Reputation: 33
Could someone convert this PHP regex to Python? I tried it for several times with no success:
function convertLinks($text) {
return preg_replace("/(?:(http:\/\/)|(www\.))(\S+\b\/?)([[:punct:]]*)(\s|$)/i",
"<a href=\"http://$2$3\" rel=\"nofollow\">$1$2$3</a>$4$5", $text);
}
Edit: I found that [:punct:] can be replaced by [!"#$%&'()*+,-./:;<=>?@[\]^_`{|}~], so I tried this:
def convertLinks(text):
pat = re.compile(ur"""(?:(http://)|(www\.))(\S+\b\/?)([!"#$%&'()*+,\-./:;<=>?@[\\\]^_`{|}~]*)(\s|$)""", re.IGNORECASE)
return pat.sub(ur'<a href=\"http://\2\3" rel=\"nofollow\">\1\2\3</a>\4\5', text)

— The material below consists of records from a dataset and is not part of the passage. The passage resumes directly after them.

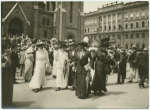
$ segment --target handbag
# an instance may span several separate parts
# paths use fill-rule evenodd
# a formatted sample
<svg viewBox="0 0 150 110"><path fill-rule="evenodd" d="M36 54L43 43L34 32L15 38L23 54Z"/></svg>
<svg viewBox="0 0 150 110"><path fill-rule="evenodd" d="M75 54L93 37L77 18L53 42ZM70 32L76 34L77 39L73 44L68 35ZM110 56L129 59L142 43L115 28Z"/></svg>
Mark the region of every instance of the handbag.
<svg viewBox="0 0 150 110"><path fill-rule="evenodd" d="M47 66L46 68L46 73L49 73L51 74L52 73L52 70L53 70L53 67L51 65Z"/></svg>

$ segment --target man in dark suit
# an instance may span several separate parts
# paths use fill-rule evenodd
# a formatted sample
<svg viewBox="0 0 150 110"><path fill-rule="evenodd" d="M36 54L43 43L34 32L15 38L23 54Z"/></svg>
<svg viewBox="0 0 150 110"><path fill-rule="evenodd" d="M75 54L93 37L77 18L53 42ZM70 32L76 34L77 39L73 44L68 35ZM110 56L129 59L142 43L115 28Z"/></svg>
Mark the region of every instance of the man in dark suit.
<svg viewBox="0 0 150 110"><path fill-rule="evenodd" d="M20 76L22 76L25 69L25 47L19 52Z"/></svg>
<svg viewBox="0 0 150 110"><path fill-rule="evenodd" d="M136 82L138 81L138 69L135 64L135 57L137 55L137 47L133 45L132 49L133 49L133 53L129 55L129 64L131 68L130 79L128 81L129 83L132 83L134 78L136 78Z"/></svg>
<svg viewBox="0 0 150 110"><path fill-rule="evenodd" d="M75 81L75 72L72 71L72 67L73 67L73 63L74 63L74 57L75 57L75 52L76 52L76 43L74 40L70 40L69 41L69 46L70 46L70 51L68 52L68 57L69 57L69 61L70 61L70 67L69 67L69 78L68 78L68 85L73 86L72 90L75 90L75 85L76 85L76 81Z"/></svg>
<svg viewBox="0 0 150 110"><path fill-rule="evenodd" d="M118 62L120 60L120 54L118 50L115 50L114 52L114 59L116 62ZM115 66L113 69L113 73L117 73L118 72L118 66Z"/></svg>
<svg viewBox="0 0 150 110"><path fill-rule="evenodd" d="M144 87L144 81L148 77L148 68L149 68L149 60L148 55L146 55L142 50L137 54L135 58L135 64L137 65L139 75L140 75L140 83L139 87Z"/></svg>
<svg viewBox="0 0 150 110"><path fill-rule="evenodd" d="M18 53L17 53L17 45L15 42L12 43L10 59L12 60L11 67L12 67L14 83L17 84L17 82L15 80L15 76L16 76L16 67L19 67L19 57L18 57Z"/></svg>
<svg viewBox="0 0 150 110"><path fill-rule="evenodd" d="M119 70L118 70L118 79L117 84L120 84L120 76L122 77L121 83L124 83L124 79L126 76L126 53L125 50L120 51L120 60L119 60Z"/></svg>

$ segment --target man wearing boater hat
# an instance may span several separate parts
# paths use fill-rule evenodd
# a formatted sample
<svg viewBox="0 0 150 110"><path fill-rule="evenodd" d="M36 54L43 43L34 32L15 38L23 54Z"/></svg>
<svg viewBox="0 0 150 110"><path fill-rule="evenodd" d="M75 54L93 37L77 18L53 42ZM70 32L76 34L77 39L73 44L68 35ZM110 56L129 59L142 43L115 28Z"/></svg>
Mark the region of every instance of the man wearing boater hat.
<svg viewBox="0 0 150 110"><path fill-rule="evenodd" d="M75 72L72 71L72 66L74 64L74 58L75 58L75 52L76 52L76 42L73 39L69 40L69 46L70 46L70 51L68 52L68 57L70 61L70 67L69 67L69 78L68 78L68 85L73 86L72 90L75 90L76 88L76 81L75 81Z"/></svg>
<svg viewBox="0 0 150 110"><path fill-rule="evenodd" d="M86 98L91 93L90 90L90 64L88 58L91 58L90 52L85 49L88 44L83 41L77 44L74 66L72 69L76 72L76 96Z"/></svg>

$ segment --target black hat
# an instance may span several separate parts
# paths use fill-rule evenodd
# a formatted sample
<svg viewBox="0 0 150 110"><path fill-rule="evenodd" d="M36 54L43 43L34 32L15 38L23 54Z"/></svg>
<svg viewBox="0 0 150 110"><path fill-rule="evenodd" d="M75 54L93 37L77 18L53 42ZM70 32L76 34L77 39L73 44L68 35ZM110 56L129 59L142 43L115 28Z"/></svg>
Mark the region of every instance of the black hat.
<svg viewBox="0 0 150 110"><path fill-rule="evenodd" d="M61 48L65 48L66 47L66 42L64 42L64 41L60 41L60 47Z"/></svg>
<svg viewBox="0 0 150 110"><path fill-rule="evenodd" d="M100 42L101 47L109 47L109 38L102 38Z"/></svg>
<svg viewBox="0 0 150 110"><path fill-rule="evenodd" d="M88 46L88 43L82 41L82 42L79 42L77 45L82 45L84 47L87 47Z"/></svg>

but I received "unmatched group" error for convertLinks(u"Test www.example.com test").
Upvotes: 1
Views: 2596
Reputation: 1121366
The expression uses some features that work differently in Python.
Python doesn't have a [[:punct:]]
character group; I used a POSIX regex reference to expand it.
The expression uses optional groups; matching either http://
or www.
at the start, but then uses both in the replacement. This will fail in Python. Solution: use a replacement function.
So to get the same functionality, you can use:
import re
_link = re.compile(r'(?:(http://)|(www\.))(\S+\b/?)([!"#$%&\'()*+,\-./:;<=>?@[\\\]^_`{|}~]*)(\s|$)', re.I)
def convertLinks(text):
def replace(match):
groups = match.groups()
protocol = groups[0] or '' # may be None
www_lead = groups[1] or '' # may be None
return '<a href="http://{1}{2}" rel="nofollow">{0}{1}{2}</a>{3}{4}'.format(
protocol, www_lead, *groups[2:])
return _link.sub(replace, text)
Demo:
>>> test = 'Some text with www.stackoverflow.com links in them like http://this.too/with/path?'
>>> convertLinks(test)
'Some text with <a href="http://www.stackoverflow.com" rel="nofollow">www.stackoverflow.com</a> links in them like <a href="http://this.too/with/path" rel="nofollow">http://this.too/with/path</a>?'
Upvotes: 2
Reputation: 59974
If you want to use regex in python, you should consider using the re
module. In this example, specifically re.sub
.
The syntax is something similar to:
output = re.sub(regular_expression, what_it_should_be_replaced_by, input)
Don't forget that re.sub()
returns the substituted string.
Upvotes: 0